Let’s face it: Few people like tests. Our earliest memories of school may include the sweaty palms, perspiration and self-doubt that arises the moment we hear about a test, assessment, scorecard or anything that measures our performance. Such anxiety haunts some of us decades later.

Was I as prepared as I could have been? Did I answer every question correctly? What if I spent more time on that one question? What will my answers say about my team’s performance?

That range of emotions, coupled with defensive posturing about the fairness of any assessment, can be immobilizing. Sometimes, it will push us to opt out of participation.

Right now, AHA and IFDHE have a survey available that’s designed to benchmark the hospital field’s progress on health equity, diversity and inclusivity. And though this tool or instrument is an important data point to uncover where the field is in its journey toward advancing equity, we know those feelings of anxiety may surface/resurface as a result of this assessment. In times of anxiety, however, we find our footing by understanding why we’re asked to evaluate ourselves, our teams and our organizations.

Just like progress in school or your job, progress in equity is worth tracking. But equity can be a sensitive subject, and the benchmarks on which we rely can be nebulous and overwhelming. Being measured, especially against peers, produces anxiety, and that’s especially true for something — in this case, equity — where a leader’s accountability is becoming more visible and positioned as essential to an organization’s delivery of care and effective operations.

Maybe it’s time we think differently about “benchmarks.” Maybe it’s time we consider benchmarks and surveys as strategic learning opportunities and not punitive obligations. Maybe reconsider if equity is something we need to be in competition over. Maybe we just accept and manage the vulnerability inherent in exposing ourselves with data (quantitative and qualitative). Benchmark surveys can be our tools not our toils.

Here are a few coping strategies for “benchmark anxiety”:

View benchmarking as an opportunity for strategic learning. Benchmark surveys allow organizations, with a degree of accuracy, to invest with precision in those areas that compromise their mission, values and operations. Using data to strategically invest in equity enhancements demonstrates a winning attitude.

Make realistic, organizational self-appraisals. No two hospitals or organizations are alike. There are numerous factors that impact what we can do at any given moment on any given initiative. But if we take stock of our own internal outcome data, not just the activities calendar, you can make a fair appraisal of your own set of circumstances. Many systems may draw different conclusions about the success of their equity efforts if they measured themselves solely against their counterparts, as opposed to what’s realistic given their resources and population.

Don’t be afraid to talk about what you learn. Create a benchmark communications strategy. Manage expectations in your organization by communicating what the data can and cannot convey. Just as the SAT is not an intelligence test, a benchmark survey is not an indicator of quality — think of it as a
progress report. It simply offers the opportunity to direct efforts to improve your equity journey. Don’t be afraid to have open conversations about what your results mean.

Remember trending upwards is better than flat lines. Benchmarks are snapshots of a moment in time — and only tell the story of that moment. The most important measure of advancing equity is a trend line. Your organization’s trajectory is the most significant indicator of change over time.
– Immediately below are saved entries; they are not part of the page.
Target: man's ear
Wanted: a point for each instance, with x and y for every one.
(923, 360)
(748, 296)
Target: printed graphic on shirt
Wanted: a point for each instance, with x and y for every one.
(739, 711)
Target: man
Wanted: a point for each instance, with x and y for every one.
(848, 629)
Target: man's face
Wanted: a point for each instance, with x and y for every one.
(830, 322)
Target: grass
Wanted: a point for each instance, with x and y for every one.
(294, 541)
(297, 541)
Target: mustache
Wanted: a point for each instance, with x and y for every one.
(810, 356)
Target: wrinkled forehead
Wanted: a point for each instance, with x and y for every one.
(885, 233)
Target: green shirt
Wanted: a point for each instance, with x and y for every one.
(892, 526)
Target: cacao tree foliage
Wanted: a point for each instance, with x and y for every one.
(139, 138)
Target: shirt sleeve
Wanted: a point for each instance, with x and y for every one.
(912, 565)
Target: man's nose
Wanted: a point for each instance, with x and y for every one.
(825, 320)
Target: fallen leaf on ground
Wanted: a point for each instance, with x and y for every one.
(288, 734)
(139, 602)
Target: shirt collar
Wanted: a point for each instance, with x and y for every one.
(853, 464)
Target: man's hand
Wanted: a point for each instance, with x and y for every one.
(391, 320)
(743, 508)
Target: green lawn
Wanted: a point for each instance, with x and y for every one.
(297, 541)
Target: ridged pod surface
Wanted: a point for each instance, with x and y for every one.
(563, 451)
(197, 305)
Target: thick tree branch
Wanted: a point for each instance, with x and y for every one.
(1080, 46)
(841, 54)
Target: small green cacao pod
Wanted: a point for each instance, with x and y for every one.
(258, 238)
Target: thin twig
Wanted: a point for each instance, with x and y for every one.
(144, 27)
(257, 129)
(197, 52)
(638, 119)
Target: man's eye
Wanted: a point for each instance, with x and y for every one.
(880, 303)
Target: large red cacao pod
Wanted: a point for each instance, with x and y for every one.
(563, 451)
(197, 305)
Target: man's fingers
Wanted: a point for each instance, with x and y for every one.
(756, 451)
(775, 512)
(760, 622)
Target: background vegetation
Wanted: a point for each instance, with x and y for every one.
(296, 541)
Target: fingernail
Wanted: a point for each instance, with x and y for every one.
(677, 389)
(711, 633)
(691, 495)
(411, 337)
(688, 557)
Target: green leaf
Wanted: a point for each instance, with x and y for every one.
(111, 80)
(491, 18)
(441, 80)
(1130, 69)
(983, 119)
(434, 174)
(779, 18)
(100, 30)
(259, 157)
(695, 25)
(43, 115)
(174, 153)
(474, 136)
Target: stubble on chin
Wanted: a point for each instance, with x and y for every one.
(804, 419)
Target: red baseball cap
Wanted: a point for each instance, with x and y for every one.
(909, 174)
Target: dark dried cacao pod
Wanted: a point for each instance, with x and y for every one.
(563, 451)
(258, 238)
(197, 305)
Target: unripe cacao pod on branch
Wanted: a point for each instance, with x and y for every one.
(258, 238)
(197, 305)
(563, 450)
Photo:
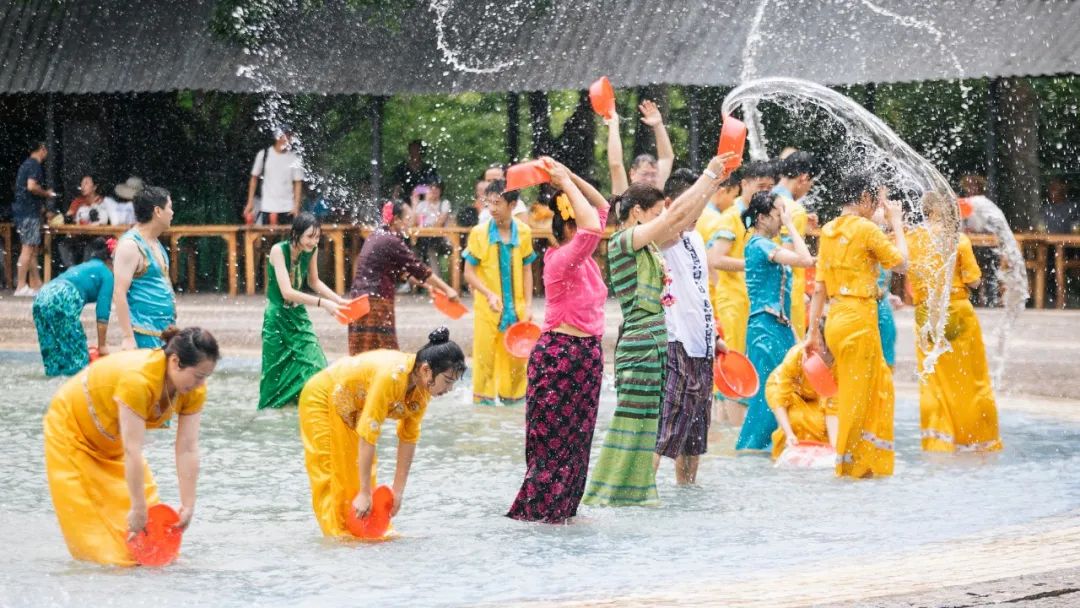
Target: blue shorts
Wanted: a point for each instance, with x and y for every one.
(29, 230)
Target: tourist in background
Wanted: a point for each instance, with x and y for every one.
(30, 198)
(281, 171)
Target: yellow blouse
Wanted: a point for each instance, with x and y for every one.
(788, 379)
(926, 258)
(135, 379)
(849, 252)
(370, 387)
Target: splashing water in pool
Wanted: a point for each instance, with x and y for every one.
(869, 145)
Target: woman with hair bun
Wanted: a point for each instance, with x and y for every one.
(342, 409)
(769, 332)
(291, 351)
(57, 309)
(94, 431)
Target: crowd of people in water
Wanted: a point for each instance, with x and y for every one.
(700, 264)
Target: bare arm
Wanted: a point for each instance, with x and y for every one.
(800, 256)
(316, 284)
(814, 342)
(132, 433)
(252, 185)
(36, 189)
(124, 264)
(405, 453)
(665, 156)
(687, 206)
(527, 284)
(187, 463)
(894, 214)
(619, 180)
(584, 214)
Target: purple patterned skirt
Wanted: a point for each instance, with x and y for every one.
(564, 392)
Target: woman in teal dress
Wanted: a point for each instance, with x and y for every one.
(769, 334)
(887, 324)
(623, 474)
(143, 297)
(58, 307)
(291, 351)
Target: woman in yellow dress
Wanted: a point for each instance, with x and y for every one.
(801, 414)
(956, 401)
(342, 409)
(94, 432)
(850, 250)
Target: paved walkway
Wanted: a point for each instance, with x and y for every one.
(1036, 564)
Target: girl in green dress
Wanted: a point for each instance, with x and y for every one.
(291, 351)
(623, 474)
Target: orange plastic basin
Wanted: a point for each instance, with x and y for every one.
(159, 543)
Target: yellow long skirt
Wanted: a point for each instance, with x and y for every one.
(865, 401)
(331, 451)
(85, 474)
(957, 409)
(807, 419)
(496, 374)
(732, 311)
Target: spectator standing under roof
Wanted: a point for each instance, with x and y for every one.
(122, 210)
(30, 197)
(413, 172)
(282, 174)
(1061, 213)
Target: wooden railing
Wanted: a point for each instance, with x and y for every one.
(346, 241)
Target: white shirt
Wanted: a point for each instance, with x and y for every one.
(120, 213)
(428, 212)
(690, 319)
(283, 169)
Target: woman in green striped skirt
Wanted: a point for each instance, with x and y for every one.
(623, 475)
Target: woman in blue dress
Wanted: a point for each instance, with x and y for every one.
(769, 334)
(57, 310)
(143, 298)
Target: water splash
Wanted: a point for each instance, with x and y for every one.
(451, 56)
(871, 145)
(755, 131)
(1011, 274)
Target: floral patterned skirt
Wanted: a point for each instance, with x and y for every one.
(565, 375)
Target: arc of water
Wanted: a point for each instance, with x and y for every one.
(892, 158)
(449, 55)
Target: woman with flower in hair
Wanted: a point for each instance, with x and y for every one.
(566, 366)
(623, 475)
(769, 334)
(58, 306)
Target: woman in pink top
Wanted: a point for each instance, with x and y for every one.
(566, 366)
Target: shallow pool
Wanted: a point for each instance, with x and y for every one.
(254, 539)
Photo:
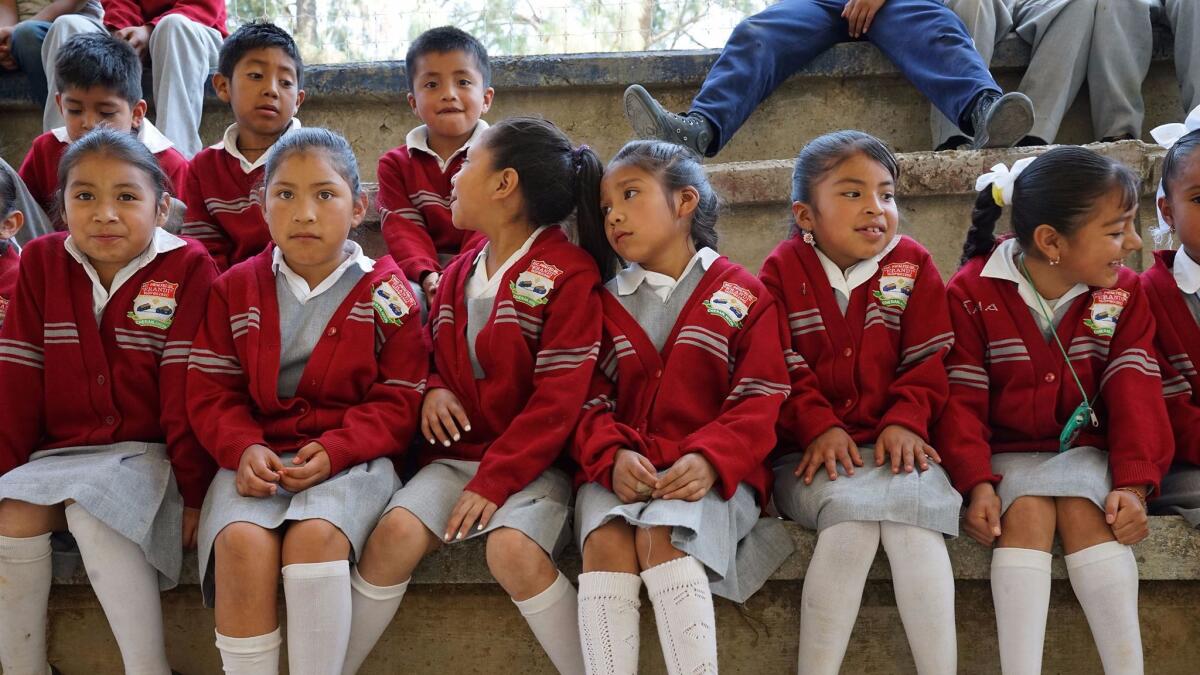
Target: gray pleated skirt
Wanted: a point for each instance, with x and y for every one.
(924, 499)
(1180, 494)
(352, 500)
(1079, 472)
(738, 548)
(540, 511)
(130, 487)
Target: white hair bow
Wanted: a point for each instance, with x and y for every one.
(1165, 136)
(1002, 180)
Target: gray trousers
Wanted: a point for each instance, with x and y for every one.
(1120, 59)
(1060, 33)
(183, 53)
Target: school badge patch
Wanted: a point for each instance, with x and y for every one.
(895, 284)
(1107, 308)
(394, 300)
(731, 303)
(155, 304)
(533, 286)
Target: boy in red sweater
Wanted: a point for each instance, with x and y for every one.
(261, 76)
(449, 83)
(101, 83)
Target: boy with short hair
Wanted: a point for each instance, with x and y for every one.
(261, 76)
(449, 83)
(100, 81)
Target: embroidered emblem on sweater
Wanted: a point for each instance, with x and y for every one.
(155, 304)
(895, 284)
(1107, 306)
(731, 304)
(394, 300)
(533, 286)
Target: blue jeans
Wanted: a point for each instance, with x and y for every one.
(27, 51)
(925, 40)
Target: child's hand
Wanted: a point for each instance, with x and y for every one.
(310, 466)
(633, 477)
(191, 524)
(829, 448)
(982, 519)
(859, 15)
(1126, 514)
(689, 478)
(258, 472)
(471, 507)
(904, 446)
(442, 414)
(430, 285)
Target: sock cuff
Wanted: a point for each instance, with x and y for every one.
(255, 644)
(25, 549)
(317, 569)
(1030, 559)
(366, 589)
(617, 585)
(1098, 553)
(547, 598)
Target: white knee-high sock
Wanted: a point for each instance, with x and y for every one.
(1020, 590)
(25, 567)
(610, 621)
(924, 589)
(127, 587)
(317, 596)
(250, 656)
(833, 592)
(683, 610)
(372, 609)
(1105, 581)
(553, 616)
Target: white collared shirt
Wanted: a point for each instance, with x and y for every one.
(148, 135)
(479, 286)
(1002, 264)
(300, 288)
(229, 144)
(419, 139)
(844, 282)
(633, 276)
(160, 243)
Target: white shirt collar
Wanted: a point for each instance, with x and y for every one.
(633, 276)
(419, 139)
(148, 133)
(299, 287)
(479, 286)
(160, 243)
(1186, 272)
(229, 144)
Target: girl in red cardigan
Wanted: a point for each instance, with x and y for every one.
(306, 377)
(515, 329)
(1056, 422)
(1171, 286)
(672, 441)
(867, 329)
(93, 418)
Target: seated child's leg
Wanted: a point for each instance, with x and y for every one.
(924, 589)
(610, 599)
(378, 581)
(1104, 577)
(1020, 583)
(25, 563)
(833, 592)
(541, 592)
(127, 587)
(317, 595)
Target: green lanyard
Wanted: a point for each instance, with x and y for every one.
(1084, 412)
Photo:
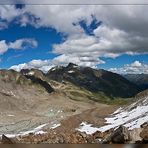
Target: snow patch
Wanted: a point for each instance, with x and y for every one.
(87, 128)
(128, 117)
(71, 71)
(35, 131)
(55, 126)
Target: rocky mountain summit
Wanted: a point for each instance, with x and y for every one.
(71, 104)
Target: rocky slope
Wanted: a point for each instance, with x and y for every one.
(126, 125)
(97, 81)
(140, 80)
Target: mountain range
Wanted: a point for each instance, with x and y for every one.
(72, 94)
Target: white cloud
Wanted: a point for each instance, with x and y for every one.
(43, 65)
(3, 47)
(23, 43)
(124, 30)
(134, 68)
(18, 44)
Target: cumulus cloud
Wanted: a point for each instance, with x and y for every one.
(43, 65)
(133, 68)
(123, 30)
(18, 44)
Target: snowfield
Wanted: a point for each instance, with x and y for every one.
(37, 130)
(131, 117)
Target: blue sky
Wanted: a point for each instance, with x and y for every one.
(84, 39)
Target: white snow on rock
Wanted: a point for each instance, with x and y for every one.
(55, 126)
(35, 131)
(10, 115)
(131, 117)
(70, 71)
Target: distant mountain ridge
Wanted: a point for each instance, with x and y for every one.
(139, 79)
(111, 84)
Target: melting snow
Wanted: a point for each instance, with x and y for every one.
(36, 130)
(131, 119)
(71, 71)
(10, 115)
(55, 126)
(87, 128)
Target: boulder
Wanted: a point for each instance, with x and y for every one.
(6, 140)
(120, 136)
(144, 134)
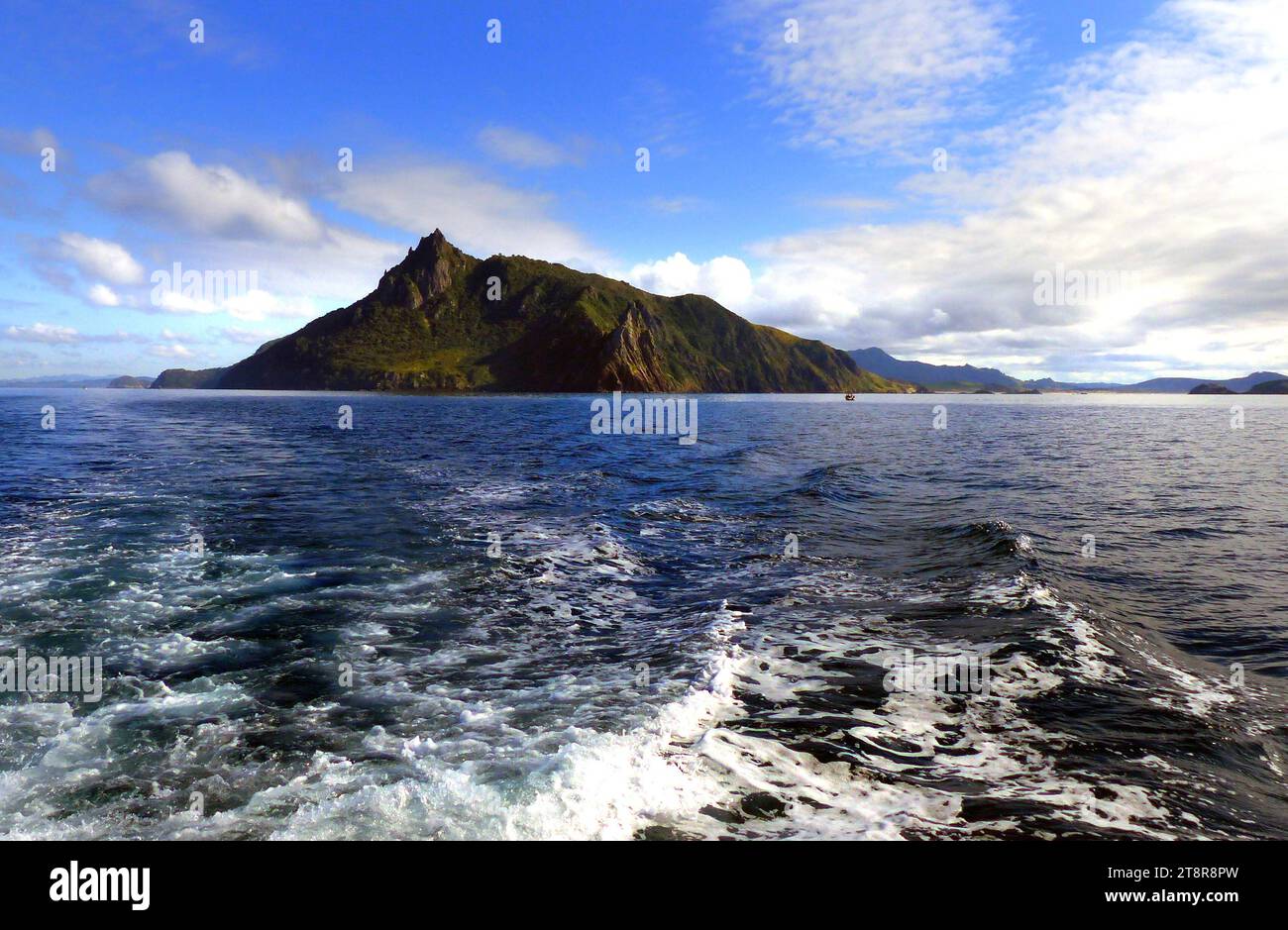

Be patient but persistent. Structural barriers in policy and practices were not developed in a day, nor will they be dismantled in a day. Dismantling structures that compromise equity takes time, but it should not take a lifetime. Your journey, and your progress, is your own and should be viewed as such. Ultimately accountability for the speed of progress is on the leader, the team and the resources allocated. But start with data.

The biennial benchmark survey was built as your starting point. It’s meant to give us the data we need to support hospitals and health systems through policies and resources, as well as empower our thought leaders to develop practical solutions to our shared challenges. However, data alone isn’t the solution. But its collection allows us to diagnose and properly treat a problem. Data collection tools like surveys create opportunities to not only assess the challenge, but to provide a precise treatment plan for the symptoms of structural barriers that inhibit organizations’ abilities to eliminate health disparities and advance health equity.

One last piece of wisdom. There is a risk a leader takes every time they look in the mirror. They may uncover a blemish. But blemishes are part of life. If we take up AHA’s statement that racism is a public health threat, then our organizations are in many ways obligated to play our part in eradicating this social disease — that’s a blemish worth addressing, and no amount of anxiety should hinder us from taking actions.